CITRO-microemulgel (F1–F5).
2.3. Evaluation Parameters of CITRO-Microemulgel
2.3.1. Organoleptic Properties and Appearance
The results for the organoleptic properties and appearance of formulations F1–F5 are presented in the below Table 3. No phase separation and grittiness was seen in all F1–F5 formulations of CITRO-microemulgel. It was observed that the formulation F3 showed the best organoleptic properties in terms of clarity, color, consistency, and phase separation among the five formulations.

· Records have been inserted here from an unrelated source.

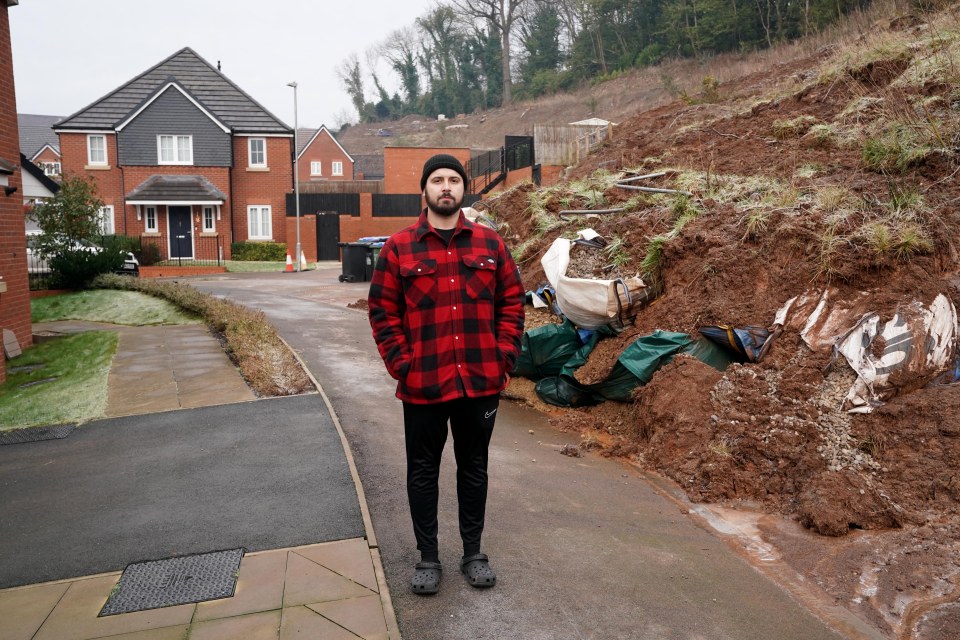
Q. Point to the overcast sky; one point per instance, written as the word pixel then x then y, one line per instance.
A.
pixel 69 53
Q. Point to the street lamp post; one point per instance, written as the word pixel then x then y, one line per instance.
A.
pixel 296 170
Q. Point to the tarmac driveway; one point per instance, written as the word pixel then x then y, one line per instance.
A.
pixel 259 475
pixel 584 547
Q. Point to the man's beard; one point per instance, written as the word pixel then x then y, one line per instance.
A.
pixel 444 208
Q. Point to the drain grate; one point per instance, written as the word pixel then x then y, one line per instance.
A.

The consistency of the F3 formulation was more flowable in nature in comparison to other formulations.
Table 3.
Physical appearance and phase separation.

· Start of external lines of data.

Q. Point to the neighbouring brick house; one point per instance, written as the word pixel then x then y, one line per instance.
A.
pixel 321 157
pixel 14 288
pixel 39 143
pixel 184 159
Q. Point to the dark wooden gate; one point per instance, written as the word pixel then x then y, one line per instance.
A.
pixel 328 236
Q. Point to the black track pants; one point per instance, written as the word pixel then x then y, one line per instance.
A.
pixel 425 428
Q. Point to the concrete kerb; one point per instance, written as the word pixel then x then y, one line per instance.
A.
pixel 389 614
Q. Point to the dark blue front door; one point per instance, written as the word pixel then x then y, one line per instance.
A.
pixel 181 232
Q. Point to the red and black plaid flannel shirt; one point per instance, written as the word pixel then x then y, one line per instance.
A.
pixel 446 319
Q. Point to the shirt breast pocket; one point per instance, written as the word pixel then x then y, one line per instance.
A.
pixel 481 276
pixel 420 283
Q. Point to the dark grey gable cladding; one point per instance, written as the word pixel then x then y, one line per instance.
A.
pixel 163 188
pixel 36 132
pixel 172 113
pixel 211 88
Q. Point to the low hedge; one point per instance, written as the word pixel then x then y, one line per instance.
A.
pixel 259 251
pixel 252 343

| Formulation | Grittiness | Clarity | Phase Separation | Color | Consistency |
|---|---|---|---|---|---|
| F1 | no | + | no | W | gel |
| F2 | no | ++ | no | OW | gel |
| F3 | no | ++ | no | W | flowable |
| F4 | no | + | no | W | gel |
| F5 | no | +++ | no | W | less flowable |
Clarity —+ (satisfied); ++ (good); +++ (excellent); W—white in color; OW—off-white.
2.3.2. pH Measurement
The pH value of the micro-emulgel formulation should be compatible with skin pH, thereby avoiding the risk of skin irritation during application. TEA is commonly used for pH adjustment in emulgel formulations, considering carbopol is widely used as a thickener and among other things. TEA is necessary to uncoil the polymer chain of carbopol and for the formation of a gel structure. The measured pH values for all five formulations (F1–F5) are presented in Table 4. All of the formulations F1–F5 had a pH value between 5.6 and 6.5, which is regarded as appropriate to prevent any danger of application-related discomfort and is suitable for use on human skin. Among them, the F3 formulation has the best pH, 6.5, among other formulations, which is considered to avoid the risk of any irritation to skin during its application.
Table 4.
pH of prepared formulations.
| Formulation Code | pH (Mean ± SD, n = 3) |
|---|---|
| F1 | 6.2 ± 0.1 |
| F2 | 5.6 ± 0.24 |
| F3 | 6.5 ± 0.12 |
| F4 | 6.1 ± 0.22 |
| F4 | 5.9 ± 0.10 |
2.3.3. Spreadability
The spreadability is one of the most important properties of topical formulations that affect therapeutic efficacy and patient compliance. It is an important criterion for inspecting uniformity, ease, and application of transdermal formulations. For the formulations F1 to F5, the spreadability of CITRO-microemulgel ranged from 33.74 g.cm/min to 68.74 g.cm/min, respectively. The F3 formulation has the best spreadability (68.74/753 g.cm/min) compared to all remaining formulations. The spreadability of CITRO-microemulgel formulations from F1 to F5 is shown in Table 5 and Figure 6 below.
Table 5.
Showing spreadability of different formulations (F1–F5).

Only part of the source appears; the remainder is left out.